Bug 20298
| Summary: | NULL pointer crash triggered by execCommand | ||
|---|---|---|---|
| Product: | WebKit | Reporter: | Berend-Jan Wever <skylined> |
| Component: | New Bugs | Assignee: | Nobody <webkit-unassigned> |
| Status: | RESOLVED WORKSFORME | ||
| Severity: | Critical | CC: | aroben |
| Priority: | P2 | Keywords: | InRadar |
| Version: | 525.x (Safari 3.1) | ||
| Hardware: | PC | ||
| OS: | Windows Vista | ||
| URL: | http://skypher.com/SkyLined/Repro/Safari/AccessViolationRead%5B18%5D@WebKit+2e33e2%20%23a68321a8/repro.html | ||
Berend-Jan Wever
A NULL pointer is triggered by loading the follow HTML:
<BODY></BODY>
<SCRIPT>
document.execCommand('SelectAll');
document.designMode = 'on';
document.execCommand('insertparagraph');
document.execCommand('JustifyNone');
document.execCommand('InsertOrderedList');
document.execCommand('InsertHTML', false, '<tr>')

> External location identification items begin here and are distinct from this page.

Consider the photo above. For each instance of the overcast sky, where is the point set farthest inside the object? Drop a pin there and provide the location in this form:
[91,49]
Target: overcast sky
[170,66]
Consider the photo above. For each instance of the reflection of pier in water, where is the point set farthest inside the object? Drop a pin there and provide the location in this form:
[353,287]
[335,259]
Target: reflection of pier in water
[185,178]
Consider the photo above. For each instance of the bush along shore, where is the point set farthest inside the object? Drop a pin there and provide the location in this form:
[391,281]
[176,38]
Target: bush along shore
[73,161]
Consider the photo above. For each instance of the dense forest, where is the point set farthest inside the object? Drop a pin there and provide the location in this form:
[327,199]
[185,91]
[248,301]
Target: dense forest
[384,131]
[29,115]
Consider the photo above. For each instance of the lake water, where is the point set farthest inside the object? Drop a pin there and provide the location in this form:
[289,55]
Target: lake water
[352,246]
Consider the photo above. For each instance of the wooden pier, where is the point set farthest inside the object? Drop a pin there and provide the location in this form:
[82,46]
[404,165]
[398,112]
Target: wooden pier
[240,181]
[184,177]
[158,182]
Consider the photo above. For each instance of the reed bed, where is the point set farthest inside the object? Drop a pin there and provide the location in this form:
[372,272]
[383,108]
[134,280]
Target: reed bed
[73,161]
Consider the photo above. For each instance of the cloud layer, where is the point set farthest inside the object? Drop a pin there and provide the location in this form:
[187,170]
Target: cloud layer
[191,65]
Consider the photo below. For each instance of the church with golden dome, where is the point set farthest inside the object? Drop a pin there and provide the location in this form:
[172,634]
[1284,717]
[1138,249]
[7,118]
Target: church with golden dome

document.execCommand('indent');
setTimeout(function () {
document.execCommand('inserthorizontalrule');
document.execCommand('undo');
document.execCommand('selectall');
document.execCommand('RemoveFormat');
}, 1);
</SCRIPT>
| Attachments | ||
|---|---|---|
| Add attachment proposed patch, testcase, etc. |
Mark Rowe (bdash)
<rdar://problem/6131018>
Adam Roben (:aroben)
Thanks for the bug report! Can you please try this in a nightly build from <http://nightly.webkit.org/>?
Mark Rowe (bdash)
Reporter, can you please test this in a nightly build as requested? This appears to have been fixed, and would like confirmation that it does not occur for you in a recent nightly build.
Berend-Jan Wever
Tested in nightly - does not repro. I'm closing this bug.